“Big Mouth” is Mathilde Requier’s pick for TV show of the year.
Best of 2020: The TV Show of the Year is “Big Mouth”
Pubescent teenagers with hormone monsters wreaking havoc: that’s “Big Mouth” in one sentence. The animated show, released on Netflix in 2017, follows the development of five middle schoolers as they venture into the unknown world of puberty, where their unwanted sexual and physical changes remind us of the horrors of our own puberty. They are accompanied by their hormonal monsters, these wildly inappropriate furry creatures who serve to guide them through their changes, all while making one too many dirty jokes to keep us nearly pissing from laughter throughout all of the episodes.
Season four, which just came out on Dec. 4, gives us a whole new depth of realness. While the older seasons focused on the characters leaving their childhoods, in this season, the characters find themselves facing the realities of entering adulthood. We have the introduction of Tito the Anxiety Mosquito, reminding us of our own anxiety as a teen trying to fit in, or the love story between Jessie and Michelangelo, representing the lust we have felt for one too many toxic crushes.

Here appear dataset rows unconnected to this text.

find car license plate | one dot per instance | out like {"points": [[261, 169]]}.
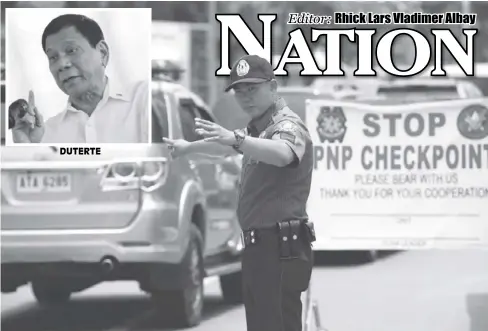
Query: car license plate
{"points": [[43, 182]]}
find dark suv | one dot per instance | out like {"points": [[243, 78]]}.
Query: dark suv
{"points": [[132, 213]]}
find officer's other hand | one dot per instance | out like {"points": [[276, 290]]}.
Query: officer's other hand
{"points": [[25, 121], [214, 132], [177, 147]]}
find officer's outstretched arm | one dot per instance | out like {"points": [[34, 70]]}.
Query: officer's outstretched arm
{"points": [[210, 148]]}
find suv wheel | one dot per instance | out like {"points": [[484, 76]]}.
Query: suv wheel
{"points": [[49, 293], [231, 286], [184, 307]]}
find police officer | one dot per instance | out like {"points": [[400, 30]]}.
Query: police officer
{"points": [[274, 187]]}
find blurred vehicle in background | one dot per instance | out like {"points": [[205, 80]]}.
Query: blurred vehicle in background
{"points": [[133, 213], [232, 117], [426, 89], [2, 105], [480, 78], [346, 88]]}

Unlike old teen movies like “The Breakfast Club,” which seem too romanticized and out-of-date to feel true, the situations the characters face in “Big Mouth” are a true product of our time. For example, we meet Natalie, who is transgender, and we watch Missie’s own struggle in finding her identity, after being born to biracial parents, all of which ring direct bells to the LGBTQ+ and Black Lives Matter movements of today.
What makes “Big Mouth” so entertaining is that it unapologetically exposes our most embarrassing and shameful memories as teenagers, like the bitter memories of our first period or our first rejection, through these fictional characters’ own experiences. With the harsh year of 2020 coming to an end, “Big Mouth” is the much-needed reminder that life isn’t always meant to be taken so seriously, and that within us still lies the silly teenager we used to be.